Protecting Accounts Payable From Smarter, Faster Fraudsters

Accounts Payable

Payments are getting faster, fraudsters are getting smarter — and AP departments are often unwitting victims of phishing and other schemes. Bottomline’s Doug Cranston, VP of product management, tells PYMNTS that machine learning and other technologies can help wage effective battle against the bad guys.

Faster and emerging payments systems are gaining traction, as nearly half of corporates are using or interested in using new payment services.

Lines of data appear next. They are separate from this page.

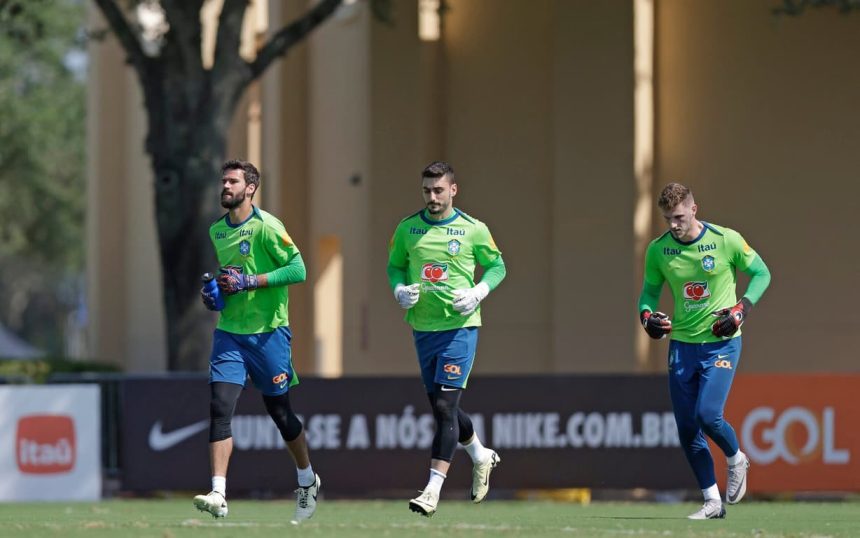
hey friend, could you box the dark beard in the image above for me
[221,190,245,209]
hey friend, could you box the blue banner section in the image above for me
[119,376,690,494]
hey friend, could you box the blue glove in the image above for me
[201,287,219,310]
[217,266,259,295]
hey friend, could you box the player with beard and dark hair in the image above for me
[388,161,507,517]
[194,159,319,524]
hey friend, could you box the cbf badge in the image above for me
[702,255,715,272]
[447,239,461,256]
[239,240,251,256]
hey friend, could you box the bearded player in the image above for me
[387,161,507,517]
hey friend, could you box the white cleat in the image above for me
[687,499,726,520]
[193,490,228,518]
[291,474,321,524]
[409,489,439,517]
[471,450,500,503]
[726,453,750,504]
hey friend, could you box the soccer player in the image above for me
[387,161,507,517]
[638,183,771,520]
[194,160,320,523]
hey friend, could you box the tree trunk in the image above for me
[152,131,228,371]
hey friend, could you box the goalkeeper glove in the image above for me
[452,282,490,316]
[217,266,259,295]
[201,288,220,310]
[394,283,420,309]
[641,310,672,339]
[711,298,752,338]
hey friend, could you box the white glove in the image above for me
[394,283,420,309]
[452,282,490,316]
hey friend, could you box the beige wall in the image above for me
[363,0,636,375]
[88,0,859,375]
[87,8,166,371]
[655,0,860,371]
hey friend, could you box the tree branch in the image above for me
[161,0,206,78]
[91,0,149,78]
[248,0,342,80]
[212,0,248,75]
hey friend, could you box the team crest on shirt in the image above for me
[239,240,251,256]
[702,255,715,272]
[447,239,461,256]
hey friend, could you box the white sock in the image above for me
[461,435,492,463]
[702,484,721,502]
[425,468,446,496]
[297,464,315,488]
[212,476,226,496]
[727,450,745,466]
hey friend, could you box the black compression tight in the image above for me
[263,391,304,442]
[209,382,243,442]
[428,385,475,462]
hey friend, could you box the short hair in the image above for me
[222,159,261,192]
[421,161,455,183]
[658,182,693,211]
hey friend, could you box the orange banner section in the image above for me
[712,374,860,492]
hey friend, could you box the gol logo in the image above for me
[443,364,462,376]
[714,360,732,369]
[272,372,289,385]
[741,406,850,465]
[682,281,711,301]
[422,263,449,283]
[16,415,76,474]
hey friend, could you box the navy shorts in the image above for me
[209,326,298,396]
[413,327,478,392]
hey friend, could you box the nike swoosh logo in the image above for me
[440,385,459,391]
[717,354,729,359]
[148,419,209,451]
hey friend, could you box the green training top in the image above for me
[209,206,301,335]
[387,208,505,332]
[638,222,768,344]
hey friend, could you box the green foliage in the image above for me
[0,0,86,269]
[774,0,860,15]
[0,357,119,384]
[0,0,87,357]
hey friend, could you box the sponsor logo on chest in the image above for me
[683,281,711,301]
[422,263,449,283]
[215,228,254,240]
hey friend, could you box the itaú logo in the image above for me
[16,415,76,474]
[741,407,850,465]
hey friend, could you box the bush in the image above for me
[0,358,120,384]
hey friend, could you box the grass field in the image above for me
[0,499,857,537]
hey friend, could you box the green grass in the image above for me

Among these new services, the top focus is real-time payments (55 percent), followed by same-day ACH (44 percent) and blockchain-based networks (35 percent), according to Bottomline Technologies’ 2019 B2B Payments Survey.

In an interview with Doug Cranston, vice president of product management at Bottomline, the executive noted that in the age of speed, fraudsters are able to more easily exploit firms’ vulnerabilities, compromise their accounts payable process and get away with ill-gotten gains, often to vanish without a trace.

“Fraudsters are getting smarter. They understand the payments space, they understand the settlement systems, they understand accounts payable,” he said. As banks provide new payment options to their business customers, he added, it’s important that they also help protect their clients from fraud.

It turns out the deck may be unfairly stacked against accounts payable (AP), treasury and other payments professionals as they do battle against fraudsters, especially if they have not yet been spurred to action because of fraud losses or attempts. Banks and their solution providers can help level the playing field by bringing to the table fraud expertise, as well as machine learning that can help detect and deter attacks.

But the bad guys, armed with that very wealth of knowledge, schooled in what works in victimizing companies across sophisticated avenues such as business email compromise scams, are conducting asymmetrical warfare. That asymmetry also gets a boost in an increasingly mobile age, where fraudsters can ply their trade across executives’ mobile devices through text messages.

There are several points of attack, Cranston said, spanning the AP continuum of receiving invoices to paying them. There is also a wealth of public and private data that can be amassed in order to launch an offensive against a company. In particular, businesses today must be leery of business email compromise scams, social engineering, and, as more transactions convert to electronic means, fraudulent bank account information provided by their suppliers or tampered with by inside employees.

“Accounts payable is certainly not the only part of the organization that is making payments,” Cranston told PYMNTS, “but very often, a significant majority of the payments” come from that part of an organization.

Each payment type — even if looking at legacy payments systems — has its own set of associated risks, according to Cranston. Paper checks can be altered, signatures forged. Wire transfers can be steered toward fraudsters’ bank accounts. “The fraudsters are not shooting in the dark here,” he said, adding that “these are people or groups who can leverage public and private information to quickly assess and attack an organization.”

Turning AP Challenges Into Revenue Opportunities

Clearly, security presents a mounting challenge for firms, especially when it comes to shoring up AP operations. As has already been well-documented in this space, AP remains mired in paper-based processes, where inefficiencies have a ripple effect, translating into security vulnerabilities, unnecessary costs, and less than optimal cash flow management. Technology, said Cranston, has the ability to improve performance across all of those avenues including helping to identify and stop fraudulent behavior throughout several points of the purchase-to-pay process.

There are four keys ways in which the right electronic payments technology solution (the executive pointed to Bottomline’s Paymode-X integrated payables network among them) can help businesses secure their payment processes: They include preventing account takeovers and unauthorized account changes. Across those efforts, multi-factor authentication and device fingerprinting help ensure that only authorized changes are made to critical bank or other account details. In other safeguard initiatives, some solution providers will store supplier bank account data in a highly-encrypted and secure network, taking the onus off businesses to do this themselves and reducing risk.

Other onboarding services include cutting-edge digital identity verification methods and manual expert reviews, solutions that can help businesses thwart identity theft and fraud attempts.

Separately, technology can also be used to identify characteristics of fraud attempts and automatically apply controls to protect against those attempts, without requiring end-user intervention.

Banks are becoming involved with parts of the payment ecosystem that they traditionally have not been involved with. Invoice automation is not an area where banks have had much presence, he said, and offering that option to corporate clients enables differentiation. There’s an increasing expectation for banks to do more than just provide the pipes for data or help corporations move money. The mindset of their corporate clients now, Cranston said, is “I need you to help me run my business,” and fraud protection is a great example of how a bank can do that, either through internal means or by partnering with a FinTech provider.

As Cranston told PYMNTS, “A solution that uses machine learning and other advanced technology to identify fraudulent behaviors at points throughout the AP process is almost like hiring a security consultant to sit with the AP all day, every day.”